Should investors sell immediately? Or is it worth buying Almonty?

The financial projections for Almonty reflect this pivotal moment. While the company's smaller Panasqueira mine in Portugal generated revenue of CAD 32.5 million in 2025, analysts project 2026 revenue to leap to CAD 747.7 million, driven by Sangdong's ramp-up. Expected EBITDA stands at CAD 488.1 million, implying a margin of over 50%. The management itself is targeting annual revenue of approximately one billion Canadian dollars with a net margin of 60% by 2028.

This outlook has triggered a wave of analyst upgrades. GBC analysts raised their price target from CAD 9.00 to CAD 28.60, citing the accelerated production ramp in Korea and the structural supply deficit. Alliance Global analyst Jake Sekelsky lifted his target from $14 to $19.25, reaffirming a buy rating. Other firms followed suit: B. Riley increased its target from $17.00 to $23.00, and Oppenheimer adjusted from $16.00 to $19.00.

The market has taken note. Almonty's stock has surged nearly 700% from its 52-week low of CAD 3.09 in April 2025, gaining over 690% year-on-year to trade recently at CAD 24.43. Institutional interest is swelling, with the number of invested funds rising 55% last quarter to 107. Financially, the company is equipped with liquid funds of CAD 268.4 million following a December capital raise, offsetting a net loss of CAD 161.9 million on revenue of CAD 32.5 million for the 2025 fiscal year.

Geopolitical tailwinds are strengthening Almonty's position. The U.S. government has explicitly exempted the company's tungsten ores, concentrates, and oxides from counter-tariffs, underscoring the material's strategic importance for defense, aerospace, and semiconductors. A critical deadline looms: starting January 1, 2027, U.S. defense contractors must source tungsten exclusively from non-Chinese suppliers.

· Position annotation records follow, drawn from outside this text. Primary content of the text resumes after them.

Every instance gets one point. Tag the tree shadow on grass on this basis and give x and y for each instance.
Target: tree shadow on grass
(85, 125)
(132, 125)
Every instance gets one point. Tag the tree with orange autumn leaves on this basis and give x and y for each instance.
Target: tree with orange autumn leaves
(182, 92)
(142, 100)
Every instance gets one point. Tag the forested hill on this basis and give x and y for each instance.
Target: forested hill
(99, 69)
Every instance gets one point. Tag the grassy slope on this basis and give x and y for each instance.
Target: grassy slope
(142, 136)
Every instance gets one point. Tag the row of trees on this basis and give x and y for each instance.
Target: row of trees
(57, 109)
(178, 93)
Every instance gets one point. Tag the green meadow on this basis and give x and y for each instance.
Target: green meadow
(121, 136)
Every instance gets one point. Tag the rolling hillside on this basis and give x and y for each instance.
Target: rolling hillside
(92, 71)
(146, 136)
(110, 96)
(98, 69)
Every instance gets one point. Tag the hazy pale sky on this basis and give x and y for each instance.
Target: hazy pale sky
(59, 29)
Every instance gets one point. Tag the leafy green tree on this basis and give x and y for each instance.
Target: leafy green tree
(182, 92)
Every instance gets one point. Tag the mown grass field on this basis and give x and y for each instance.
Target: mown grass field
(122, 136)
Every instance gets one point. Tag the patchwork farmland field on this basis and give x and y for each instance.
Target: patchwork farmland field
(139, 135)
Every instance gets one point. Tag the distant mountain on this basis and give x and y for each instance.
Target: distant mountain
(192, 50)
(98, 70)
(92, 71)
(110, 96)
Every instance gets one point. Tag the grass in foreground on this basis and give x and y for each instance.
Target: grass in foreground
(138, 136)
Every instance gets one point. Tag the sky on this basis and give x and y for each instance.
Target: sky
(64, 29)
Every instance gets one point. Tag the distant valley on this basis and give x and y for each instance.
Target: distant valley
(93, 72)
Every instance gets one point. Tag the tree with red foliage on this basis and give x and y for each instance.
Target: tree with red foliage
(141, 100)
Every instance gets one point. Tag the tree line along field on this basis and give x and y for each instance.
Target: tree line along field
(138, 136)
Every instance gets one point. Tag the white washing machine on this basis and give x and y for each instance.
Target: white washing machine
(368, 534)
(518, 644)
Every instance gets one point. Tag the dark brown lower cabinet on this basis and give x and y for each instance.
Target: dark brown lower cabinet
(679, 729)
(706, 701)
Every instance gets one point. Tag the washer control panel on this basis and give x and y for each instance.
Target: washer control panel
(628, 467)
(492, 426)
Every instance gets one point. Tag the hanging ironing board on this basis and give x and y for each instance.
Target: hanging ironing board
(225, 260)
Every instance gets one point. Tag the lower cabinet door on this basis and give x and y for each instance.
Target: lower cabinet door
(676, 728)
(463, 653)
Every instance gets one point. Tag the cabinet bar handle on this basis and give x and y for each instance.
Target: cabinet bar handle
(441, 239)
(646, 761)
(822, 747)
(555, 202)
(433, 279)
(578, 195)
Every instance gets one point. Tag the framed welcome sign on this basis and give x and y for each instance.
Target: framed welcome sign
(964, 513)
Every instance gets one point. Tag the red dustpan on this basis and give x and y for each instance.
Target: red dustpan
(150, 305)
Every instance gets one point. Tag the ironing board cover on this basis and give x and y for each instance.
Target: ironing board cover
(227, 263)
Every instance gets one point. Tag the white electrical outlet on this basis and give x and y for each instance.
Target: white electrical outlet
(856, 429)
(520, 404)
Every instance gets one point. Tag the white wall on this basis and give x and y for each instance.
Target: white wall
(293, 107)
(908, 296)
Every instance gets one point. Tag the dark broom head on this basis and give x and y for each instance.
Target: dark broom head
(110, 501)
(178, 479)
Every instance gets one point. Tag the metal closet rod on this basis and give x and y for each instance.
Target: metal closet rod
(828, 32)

Almonty at a turning point? This analysis reveals what investors need to know now.

Almonty's growth pipeline extends beyond Sangdong. A planned Phase 2 expansion, slated for operation in 2027, would double processing capacity to about 1.2 million tonnes of ore annually and roughly double tungsten production to 4,600 tonnes per year. The company's "Korean Trinity" strategy envisions a fully integrated value chain from the mine to a tungsten oxide plant and a nearby molybdenum deposit. Furthermore, the Gentung Browns Lake project in Montana is scheduled to be production-ready in the second half of 2026, adding another non-Chinese source.

Whether Sangdong meets its ambitious production targets this year will become clear in upcoming quarterly results. For now, Almonty Industries finds itself at the center of a perfect storm where geopolitics, critical supply shortages, and strategic mine development have violently converged.